Вот как я сказала! Светло улыбнувшись Ларикову, шагнула в квартиру, как на костер. Впрочем, перед костром можно было позволить себе еще чашечку кофе.

* * *

Эльвира расположилась в кресле, поставив рядом с собой клетку с Пафнутием.

– Наконец-то! – проворчала она, отрывая глаза от книги. – Это у нас называется «я приду сегодня пораньше…». У тебя как с ощущением временной реальности, радость моя?

– Реальность всегда временна, – заметила я.

– Знаешь, Данич, тебя все равно не переспоришь. Господь наделил тебя умом и гордыней. Зачем тебе второе, ума не приложу, поскольку сие грех, но не мне с моим умишком понимать его замыслы!

– Чтобы было с чем бороться, – рассмеялась я. – Третья составная часть моего характера – поиски бурь, которым можно сопротивляться!

– Понятно. «А Сашка, мятежная, ищет бури, как будто в бурях есть покой». Ну и как?
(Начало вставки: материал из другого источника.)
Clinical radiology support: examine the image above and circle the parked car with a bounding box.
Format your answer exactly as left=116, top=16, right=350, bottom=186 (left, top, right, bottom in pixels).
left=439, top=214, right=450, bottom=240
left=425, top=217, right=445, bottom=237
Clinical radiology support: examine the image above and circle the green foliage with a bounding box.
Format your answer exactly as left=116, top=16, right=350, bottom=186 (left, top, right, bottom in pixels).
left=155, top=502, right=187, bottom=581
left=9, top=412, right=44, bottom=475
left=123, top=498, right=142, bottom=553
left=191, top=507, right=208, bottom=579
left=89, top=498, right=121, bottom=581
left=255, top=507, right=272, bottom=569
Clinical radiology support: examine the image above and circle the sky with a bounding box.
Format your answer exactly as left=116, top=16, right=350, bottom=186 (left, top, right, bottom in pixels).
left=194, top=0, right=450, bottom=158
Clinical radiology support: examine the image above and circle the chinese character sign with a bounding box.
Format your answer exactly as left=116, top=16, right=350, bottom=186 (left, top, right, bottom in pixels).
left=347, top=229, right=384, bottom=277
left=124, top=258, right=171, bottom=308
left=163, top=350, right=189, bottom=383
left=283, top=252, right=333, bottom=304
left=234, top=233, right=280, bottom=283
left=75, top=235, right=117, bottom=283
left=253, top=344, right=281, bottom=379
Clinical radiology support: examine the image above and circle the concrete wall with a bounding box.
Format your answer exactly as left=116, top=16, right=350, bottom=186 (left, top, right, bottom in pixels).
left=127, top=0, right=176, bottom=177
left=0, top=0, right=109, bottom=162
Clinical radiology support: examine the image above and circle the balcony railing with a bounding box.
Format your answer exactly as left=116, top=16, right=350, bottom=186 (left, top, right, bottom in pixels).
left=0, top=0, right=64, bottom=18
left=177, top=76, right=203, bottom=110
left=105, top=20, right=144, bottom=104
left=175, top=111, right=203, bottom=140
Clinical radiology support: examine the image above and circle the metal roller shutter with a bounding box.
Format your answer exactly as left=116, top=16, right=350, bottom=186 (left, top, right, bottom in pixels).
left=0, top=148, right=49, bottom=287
Поиски увенчались успехом?

– Конечно, – усмехнулась я. – «Кто ищет, тот всегда найдет!» Ладно, давай кончим наш цитатно-софистический диспут, поскольку я тебя обыграю. Не зря же торчала в стенах филологического, старательно изучая литературу. Лучше расскажи мне о том, в чем я не сильна.

– О физике? – испугалась Элька. – Прости, дорогая, я в физике тоже совсем не шарю! У меня даже нет представления о том, что там решил представить нашему вниманию Бойль совместно с Мариоттом!

– Не-ет, – протянула я. – Меня интересуют твои «рерихианцы». Их кружок местного значения.

– Не мои, а мамины. Я существо свободное. Сдамся только в религию отцов, то есть в православие. А то ты еще ненароком причислишь меня к атеистам! А об этих «рерихианцах» я ничего не знаю особо. Только то, что они какие-то бредовые ребята и читают полную смурь. Впрочем, я сейчас тоже смурь читаю, которая уже надоела мне.

Она со вздохом отложила красивую голубую книжку.

– Вроде бы мужик пишет интересно местами, но местами становится таким же странноватым, как Даниил Андреев или Блаватская. И тут уж его читать совсем никакой возможности! Сразу начинает казаться, что он тоже какой-то заумный «рерихианец»!

Я взяла книгу в руки. Перевернула. И вздрогнула.

«Аркадий Воробьевский. На пороге».

– Фотографии нет, – разочарованно протянула я.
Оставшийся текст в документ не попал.